Rick says: "I’ve always liked the name of this dish, which means something like ‘whiting in a bad temper’. The whiting’s tail is twisted round and secured in its mouth before being breaded and deep-fried."
Alternative fish: pin hake, sand whiting or any small (up to 500g) white fish
4 x 350g whiting, cleaned and trimmed (see page 16)
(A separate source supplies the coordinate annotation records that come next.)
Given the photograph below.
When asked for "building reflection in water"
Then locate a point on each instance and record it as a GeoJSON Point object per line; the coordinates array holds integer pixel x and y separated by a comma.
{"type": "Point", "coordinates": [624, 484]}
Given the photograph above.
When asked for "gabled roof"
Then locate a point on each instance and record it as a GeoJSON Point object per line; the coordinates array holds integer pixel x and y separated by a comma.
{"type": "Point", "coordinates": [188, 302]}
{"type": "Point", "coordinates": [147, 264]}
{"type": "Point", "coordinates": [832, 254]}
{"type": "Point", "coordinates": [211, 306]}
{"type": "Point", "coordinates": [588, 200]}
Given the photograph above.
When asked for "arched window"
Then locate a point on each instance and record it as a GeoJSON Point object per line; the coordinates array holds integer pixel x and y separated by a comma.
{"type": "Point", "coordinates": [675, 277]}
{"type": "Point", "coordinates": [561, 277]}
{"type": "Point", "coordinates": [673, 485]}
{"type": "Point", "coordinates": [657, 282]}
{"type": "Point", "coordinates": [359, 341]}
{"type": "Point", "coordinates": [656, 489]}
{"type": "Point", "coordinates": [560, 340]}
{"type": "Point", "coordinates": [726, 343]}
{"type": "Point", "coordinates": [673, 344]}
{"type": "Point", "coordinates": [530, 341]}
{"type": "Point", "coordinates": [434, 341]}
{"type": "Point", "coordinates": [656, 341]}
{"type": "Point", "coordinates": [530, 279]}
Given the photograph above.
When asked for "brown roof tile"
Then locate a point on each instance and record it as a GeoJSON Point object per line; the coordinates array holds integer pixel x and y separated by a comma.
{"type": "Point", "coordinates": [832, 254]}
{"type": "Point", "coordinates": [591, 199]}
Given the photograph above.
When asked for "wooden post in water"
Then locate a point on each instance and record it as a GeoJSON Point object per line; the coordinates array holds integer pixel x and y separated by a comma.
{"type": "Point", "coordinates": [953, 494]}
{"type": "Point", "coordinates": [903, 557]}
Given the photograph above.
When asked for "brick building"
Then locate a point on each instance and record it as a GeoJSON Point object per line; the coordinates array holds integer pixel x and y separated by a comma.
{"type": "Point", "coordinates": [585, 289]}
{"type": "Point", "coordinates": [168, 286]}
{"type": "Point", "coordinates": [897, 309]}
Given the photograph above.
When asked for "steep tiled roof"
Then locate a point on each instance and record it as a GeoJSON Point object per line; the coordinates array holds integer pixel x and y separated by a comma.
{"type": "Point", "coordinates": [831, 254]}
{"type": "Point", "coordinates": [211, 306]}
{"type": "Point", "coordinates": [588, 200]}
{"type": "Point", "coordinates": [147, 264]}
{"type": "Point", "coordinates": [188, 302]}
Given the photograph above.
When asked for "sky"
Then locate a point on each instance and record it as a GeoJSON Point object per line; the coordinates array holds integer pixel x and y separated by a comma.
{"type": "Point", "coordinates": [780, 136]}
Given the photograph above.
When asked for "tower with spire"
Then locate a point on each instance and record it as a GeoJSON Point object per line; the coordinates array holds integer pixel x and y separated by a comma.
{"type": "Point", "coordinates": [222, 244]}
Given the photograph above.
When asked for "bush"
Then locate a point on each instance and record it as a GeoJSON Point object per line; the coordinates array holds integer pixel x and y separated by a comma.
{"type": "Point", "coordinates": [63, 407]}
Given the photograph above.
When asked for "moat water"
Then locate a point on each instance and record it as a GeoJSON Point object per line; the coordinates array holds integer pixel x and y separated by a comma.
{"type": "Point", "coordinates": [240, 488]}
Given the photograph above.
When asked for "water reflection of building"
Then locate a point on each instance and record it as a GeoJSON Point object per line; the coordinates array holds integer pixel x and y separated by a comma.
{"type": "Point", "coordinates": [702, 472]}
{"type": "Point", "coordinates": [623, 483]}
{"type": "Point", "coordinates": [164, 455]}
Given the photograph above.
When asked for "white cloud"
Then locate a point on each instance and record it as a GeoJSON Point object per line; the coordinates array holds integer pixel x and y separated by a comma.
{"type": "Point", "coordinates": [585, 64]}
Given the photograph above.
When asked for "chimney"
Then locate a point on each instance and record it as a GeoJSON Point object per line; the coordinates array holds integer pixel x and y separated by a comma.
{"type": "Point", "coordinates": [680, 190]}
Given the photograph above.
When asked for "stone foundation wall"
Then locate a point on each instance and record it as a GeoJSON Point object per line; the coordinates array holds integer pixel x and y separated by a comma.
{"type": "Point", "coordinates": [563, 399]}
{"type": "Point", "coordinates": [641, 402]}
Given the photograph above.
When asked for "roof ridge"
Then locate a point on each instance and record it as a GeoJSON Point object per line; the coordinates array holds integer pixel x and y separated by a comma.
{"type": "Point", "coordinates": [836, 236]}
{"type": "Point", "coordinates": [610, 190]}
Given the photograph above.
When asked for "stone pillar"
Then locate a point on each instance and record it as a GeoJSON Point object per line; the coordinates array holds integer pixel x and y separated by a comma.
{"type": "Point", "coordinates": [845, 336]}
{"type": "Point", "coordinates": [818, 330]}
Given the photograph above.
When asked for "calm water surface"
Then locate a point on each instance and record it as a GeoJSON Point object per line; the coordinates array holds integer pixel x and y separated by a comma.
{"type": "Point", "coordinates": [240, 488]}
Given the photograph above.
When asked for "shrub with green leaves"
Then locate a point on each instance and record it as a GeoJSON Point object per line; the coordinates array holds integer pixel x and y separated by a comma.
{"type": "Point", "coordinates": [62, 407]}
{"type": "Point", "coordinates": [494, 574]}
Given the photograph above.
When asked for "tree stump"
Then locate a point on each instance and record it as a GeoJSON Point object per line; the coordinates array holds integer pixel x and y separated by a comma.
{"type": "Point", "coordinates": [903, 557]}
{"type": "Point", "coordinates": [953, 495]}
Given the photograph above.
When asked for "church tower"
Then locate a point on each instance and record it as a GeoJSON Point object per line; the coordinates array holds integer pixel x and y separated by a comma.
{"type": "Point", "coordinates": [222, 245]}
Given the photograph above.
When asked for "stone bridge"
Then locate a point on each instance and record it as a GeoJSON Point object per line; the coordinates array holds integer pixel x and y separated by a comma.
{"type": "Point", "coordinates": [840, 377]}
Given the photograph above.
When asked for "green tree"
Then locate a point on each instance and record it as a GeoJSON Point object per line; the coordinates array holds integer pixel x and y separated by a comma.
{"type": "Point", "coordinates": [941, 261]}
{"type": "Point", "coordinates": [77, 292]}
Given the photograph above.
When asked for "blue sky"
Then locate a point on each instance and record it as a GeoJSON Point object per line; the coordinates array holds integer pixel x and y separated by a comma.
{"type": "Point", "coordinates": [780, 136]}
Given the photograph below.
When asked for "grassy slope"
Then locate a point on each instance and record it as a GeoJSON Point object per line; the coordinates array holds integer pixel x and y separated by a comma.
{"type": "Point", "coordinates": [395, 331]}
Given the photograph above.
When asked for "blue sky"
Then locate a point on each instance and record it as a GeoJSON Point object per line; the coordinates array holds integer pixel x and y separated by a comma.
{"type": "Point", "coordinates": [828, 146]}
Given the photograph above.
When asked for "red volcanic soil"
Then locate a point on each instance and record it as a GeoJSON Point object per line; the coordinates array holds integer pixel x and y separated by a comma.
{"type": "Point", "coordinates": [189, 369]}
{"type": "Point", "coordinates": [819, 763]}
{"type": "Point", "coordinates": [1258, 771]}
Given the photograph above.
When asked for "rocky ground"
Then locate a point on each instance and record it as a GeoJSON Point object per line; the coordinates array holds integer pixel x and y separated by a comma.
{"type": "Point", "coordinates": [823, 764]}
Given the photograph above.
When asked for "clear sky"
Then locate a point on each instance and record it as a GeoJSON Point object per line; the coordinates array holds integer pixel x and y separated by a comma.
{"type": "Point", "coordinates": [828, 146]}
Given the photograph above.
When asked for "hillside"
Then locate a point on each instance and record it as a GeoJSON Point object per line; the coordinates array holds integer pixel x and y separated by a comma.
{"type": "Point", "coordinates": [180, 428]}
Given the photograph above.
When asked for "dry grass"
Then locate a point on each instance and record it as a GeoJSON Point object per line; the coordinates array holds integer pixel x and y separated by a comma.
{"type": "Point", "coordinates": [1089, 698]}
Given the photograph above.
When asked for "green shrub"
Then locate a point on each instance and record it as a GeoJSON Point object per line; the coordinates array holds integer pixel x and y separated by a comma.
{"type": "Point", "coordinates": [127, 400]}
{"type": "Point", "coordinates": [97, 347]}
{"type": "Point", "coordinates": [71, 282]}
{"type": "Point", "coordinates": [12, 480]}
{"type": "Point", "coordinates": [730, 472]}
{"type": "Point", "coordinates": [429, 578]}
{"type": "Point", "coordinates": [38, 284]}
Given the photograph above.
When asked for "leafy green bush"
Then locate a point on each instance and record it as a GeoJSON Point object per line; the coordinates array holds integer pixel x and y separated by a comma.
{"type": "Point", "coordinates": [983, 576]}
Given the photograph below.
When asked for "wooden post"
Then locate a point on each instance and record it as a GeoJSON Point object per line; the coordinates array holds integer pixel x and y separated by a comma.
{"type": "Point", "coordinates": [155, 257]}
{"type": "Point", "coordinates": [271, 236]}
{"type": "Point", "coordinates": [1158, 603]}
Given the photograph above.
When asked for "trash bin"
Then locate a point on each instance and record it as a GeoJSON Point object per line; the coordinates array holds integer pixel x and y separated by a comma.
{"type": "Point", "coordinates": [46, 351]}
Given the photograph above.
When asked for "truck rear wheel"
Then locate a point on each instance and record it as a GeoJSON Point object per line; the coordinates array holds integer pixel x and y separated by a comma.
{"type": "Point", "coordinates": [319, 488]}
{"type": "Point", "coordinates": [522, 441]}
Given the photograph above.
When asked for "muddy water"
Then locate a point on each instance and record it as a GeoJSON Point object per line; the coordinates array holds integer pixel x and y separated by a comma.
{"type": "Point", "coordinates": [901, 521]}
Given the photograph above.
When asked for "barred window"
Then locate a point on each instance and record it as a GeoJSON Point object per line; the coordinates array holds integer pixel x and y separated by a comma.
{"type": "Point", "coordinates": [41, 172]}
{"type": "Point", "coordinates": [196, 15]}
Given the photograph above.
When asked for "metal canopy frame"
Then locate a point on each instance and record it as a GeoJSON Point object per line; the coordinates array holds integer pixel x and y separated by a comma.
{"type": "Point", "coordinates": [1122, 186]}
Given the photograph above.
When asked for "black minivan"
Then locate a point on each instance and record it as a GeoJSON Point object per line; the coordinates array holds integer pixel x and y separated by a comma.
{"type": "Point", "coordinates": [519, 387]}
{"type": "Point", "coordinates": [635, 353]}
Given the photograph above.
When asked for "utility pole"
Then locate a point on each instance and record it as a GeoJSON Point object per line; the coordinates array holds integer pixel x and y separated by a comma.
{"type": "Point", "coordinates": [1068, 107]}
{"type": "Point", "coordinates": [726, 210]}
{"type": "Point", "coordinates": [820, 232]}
Sunflower oil, for deep-frying
75g plain flour
Salt and freshly ground black pepper
2 eggs, beaten
175g fresh white breadcrumbs, made from day-old bread, or Japanese panko breadcrumbs
Chunky chips, to serve
For the tomato tartare sauce
3 tbsp white wine vinegar
6 black peppercorns, coarsely crushed
½ shallot, finely chopped
A few tarragon stalks, broken into small pieces
2 plum tomatoes, skinned, seeded and finely chopped
15g each green olives, gherkins and capers, finely chopped
2 tsp each tarragon, parsley and chives, chopped
100g Mustard mayonnaise (See recipe here)
For the sauce, put the vinegar, peppercorns, shallot and tarragon stalks into a small pan and boil until the vinegar is reduced to 1 tsp. Cool slightly then strain into a bowl. Mix in the rest of the ingredients and some salt and pepper.
Prepare the whiting for cooking as described on page 30. Heat some oil for deep-frying to 160°C. Season the flour with ½ teaspoon of salt and some pepper. Season each fish with a little salt, then coat them one at a time in the flour, followed by the beaten egg and then the breadcrumbs.
Deep-fry the fish for 5 minutes or until crisp and golden and cooked through. Transfer to a baking tray lined with kitchen paper and keep warm in a low oven while you coat and cook the rest of the fish.
Serve with the tomato tartare sauce and some chunky chips.